SIMD intrinsics (such as SSE2) can speed this sort of thing up but take expertise to use correctly. They are very sensitive to alignment and pipeline latency; careless use can make performance even worse than it would have been without them. You'll get a much easier and more immediate speedup from simply using cache prefetching to make sure all your ints are in L1 in time for you to operate on them.

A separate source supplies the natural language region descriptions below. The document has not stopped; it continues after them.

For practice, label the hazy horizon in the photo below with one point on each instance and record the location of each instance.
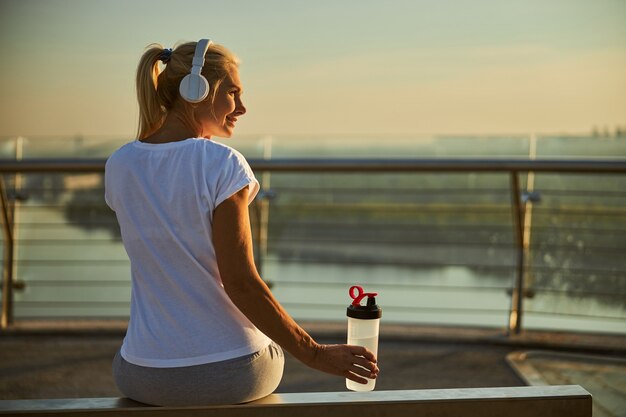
(352, 67)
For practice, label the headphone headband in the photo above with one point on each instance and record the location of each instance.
(194, 87)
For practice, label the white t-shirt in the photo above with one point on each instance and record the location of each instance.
(164, 196)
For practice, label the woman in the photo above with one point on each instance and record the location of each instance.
(204, 328)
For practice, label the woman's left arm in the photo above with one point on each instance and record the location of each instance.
(233, 248)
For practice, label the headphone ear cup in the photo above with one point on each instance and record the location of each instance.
(194, 88)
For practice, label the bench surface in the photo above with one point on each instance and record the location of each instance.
(536, 401)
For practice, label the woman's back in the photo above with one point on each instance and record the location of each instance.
(164, 196)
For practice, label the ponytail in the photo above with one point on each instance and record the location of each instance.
(157, 91)
(151, 111)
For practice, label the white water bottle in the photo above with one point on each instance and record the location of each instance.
(363, 326)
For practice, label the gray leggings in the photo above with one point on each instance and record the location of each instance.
(232, 381)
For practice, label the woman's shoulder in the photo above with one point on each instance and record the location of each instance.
(220, 150)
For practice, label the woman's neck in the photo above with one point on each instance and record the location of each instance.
(172, 130)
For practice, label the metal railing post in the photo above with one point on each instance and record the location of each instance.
(517, 295)
(6, 318)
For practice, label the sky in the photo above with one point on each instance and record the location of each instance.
(327, 66)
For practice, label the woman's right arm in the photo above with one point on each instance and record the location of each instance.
(233, 248)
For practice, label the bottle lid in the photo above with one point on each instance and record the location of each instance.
(369, 311)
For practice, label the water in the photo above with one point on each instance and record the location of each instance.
(436, 246)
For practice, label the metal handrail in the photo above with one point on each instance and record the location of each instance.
(512, 166)
(587, 166)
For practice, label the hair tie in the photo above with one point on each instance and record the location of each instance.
(165, 55)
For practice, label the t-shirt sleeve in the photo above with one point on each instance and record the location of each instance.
(236, 175)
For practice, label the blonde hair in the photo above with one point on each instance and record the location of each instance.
(157, 91)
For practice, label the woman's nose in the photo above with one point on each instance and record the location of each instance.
(240, 109)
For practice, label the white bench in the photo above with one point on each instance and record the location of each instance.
(544, 401)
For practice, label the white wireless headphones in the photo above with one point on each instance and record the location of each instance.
(194, 87)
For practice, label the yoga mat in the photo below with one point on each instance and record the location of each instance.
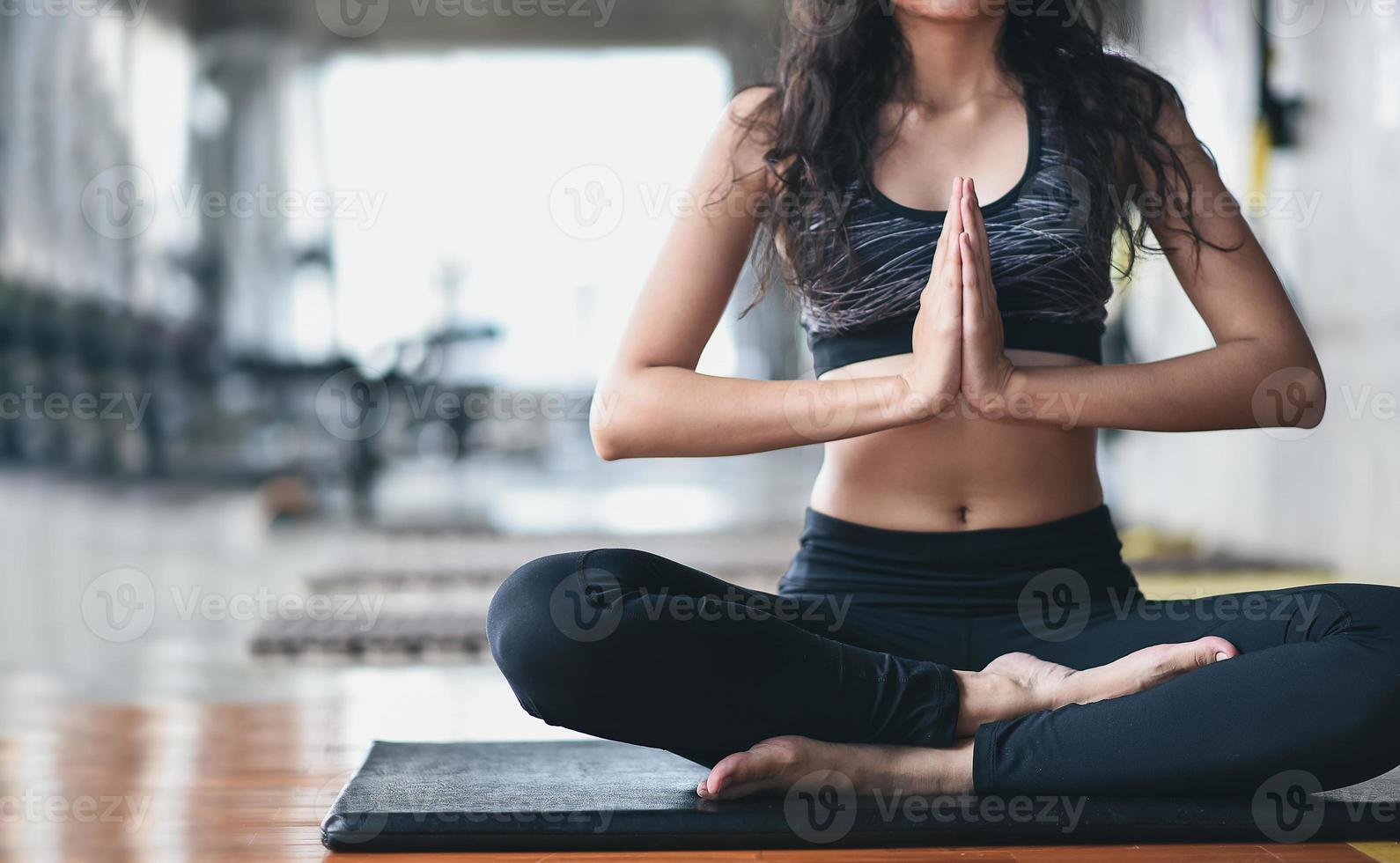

Unless your function needs a throughput of better than 100,000,000 integers per second, SIMD probably isn't worth the trouble for you.

Crashworks
+1  A: 

Just to add briefly to what has been said before about different SSE versions being available on different CPUs: This can be checked by looking at the respective feature flags returned by the CPUID instruction (see e.g. Intel's documentation for details).

PhiS
+1  A: 

Have a look at inline assembler for C/C++, here is a DDJ article. Unless you are 100% certain your program will run on a compatible platform you should follow the recommendations many have given here.

epatel
+1  A: 
Mr J
+1  A: 

Write code that helps the compiler understand what you are doing. GCC will understand and optimize SSE code such as this:

typedef union Vector4f
{
  // Easy constructor, defaulted to black/0 vector
 Vector4f(float a = 0, float b = 0, float c = 0, float d = 1.0f):
  X(a), Y(b), Z(c), W(d) { }

  // Cast operator, for []
 inline operator float* ()
 { 
  return (float*)this;
 }

  // Const ast operator, for const []
 inline operator const float* () const
 { 
  return (const float*)this;
 }

 // ---------------------------------------- //

 inline Vector4f operator += (const Vector4f &v)
 {
  for(int i=0; i<4; ++i)
   (*this)[i] += v[i];

  return *this;
 }

 inline Vector4f operator += (float t)
 {
  for(int i=0; i<4; ++i)
   (*this)[i] += t;

  return *this;
 }

  // Vertex / Vector 
  // Lower case xyzw components
 struct {
  float x, y, z;
  float w;
 };

  // Upper case XYZW components
 struct {
  float X, Y, Z;
  float W;
 };
};

Just don't forget to have -msse -msse2 on your build parameters!

LiraNuna
+1  A: 

I can tell from my experince that SSE brings a huge (4x and up) speedup over a plain c version of the code (no inline asm, no intrinsics used) but hand-optimized assembler can beat Compiler-generated assembly if the compiler can't figure out what the programmer intended (belive me, compilers don't cover all possible code combinations and they never will). Oh and, the compiler can't everytime layout the data that it runs at the fastest-possible speed. But you need much experince for a speedup over an Intel-compiler (if possible).

Quonux